Neural style transfer in TensorFlow

Example 1

Example 2

Example 3

Example 4

Example 5

About This Project

A TensorFlow implementation of neural style transfer with VGG19 (a working version of VGG19 is also included). This implementation is inspired by a deep learning course developed by deeplearning.ai. The default hyper parameters used in the model file have been fine tuned with the help of this great paper so the model should be able produce satisfactory results with most style-content combinations.

Files Included

• neural_style.py
• test_neural_style.py
• test_vgg.py
• utilities.py
• vgg_model.py
• README.md

Files Required but Not Included

Download the following files and place them in the same directory to run the model

• imagenet-vgg-verydeep-19.mat - pretrained weights for VGG19
• synset.txt - (Optional) download only if you want to make predictions with the included VGG19 model.

Usage

Using the model

To use the model for art style transferring, simply run the following code

model = NSTModel(content_path='content_img_path', style_path='style_img_path')
model.run()

The default image size is 224*224. Feel free to try out other sizes, make sure that the content image and the style image are the same size.

Loading and preprocessing images

A (kind of inefficent) image loading and preprocessing function (load_image) is provided in utilities.py.
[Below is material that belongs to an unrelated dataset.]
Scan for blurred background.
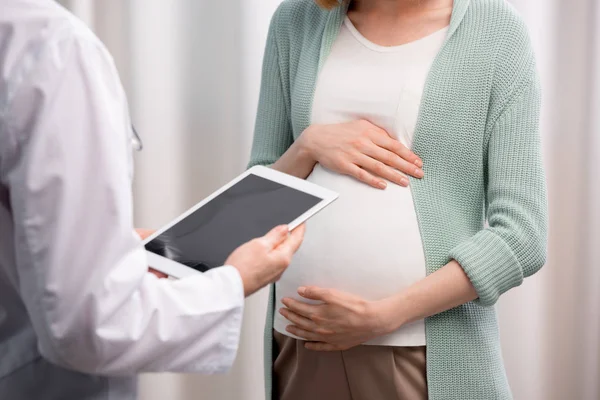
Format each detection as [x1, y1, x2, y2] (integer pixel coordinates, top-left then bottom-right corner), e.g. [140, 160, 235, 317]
[57, 0, 599, 399]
Use this function to

• Resize the input image by padding or cropping, pass in a new size shape=[height, width]. (Black bars as a result of padding will affect the output image.)

• Convert the input image to BGR format by passing in bgr=True - this conversion is required by some VGG models. Does not seem to make a difference with the weights used in the projects.

• Show the output image in a new window by passing in show_img=True - Cannot be used with image preprocessing as negative-valued pixels will not be displayed properly.

• Preprocess the input image by passing in preprocess=True - subtract the vgg-means from the RGB channels of the input image.

Note

The model only trains on CPUs since I only own a Mac. In most cases 50 (30 min) iterations can output suprisingly good results for the time given it is given. The model will improve very slowly from this point on.

Iter = 10 (Left) and iter = 20 (Right).

Iter = 30 (Left) and iter = 40 (Right).

Iter = 50 (Left) and iter = 200 (Right).

Iter = 460 (Left) and iter = 1110 (Right).

TODO

• Better Documentation when I have time
• Possible GPU version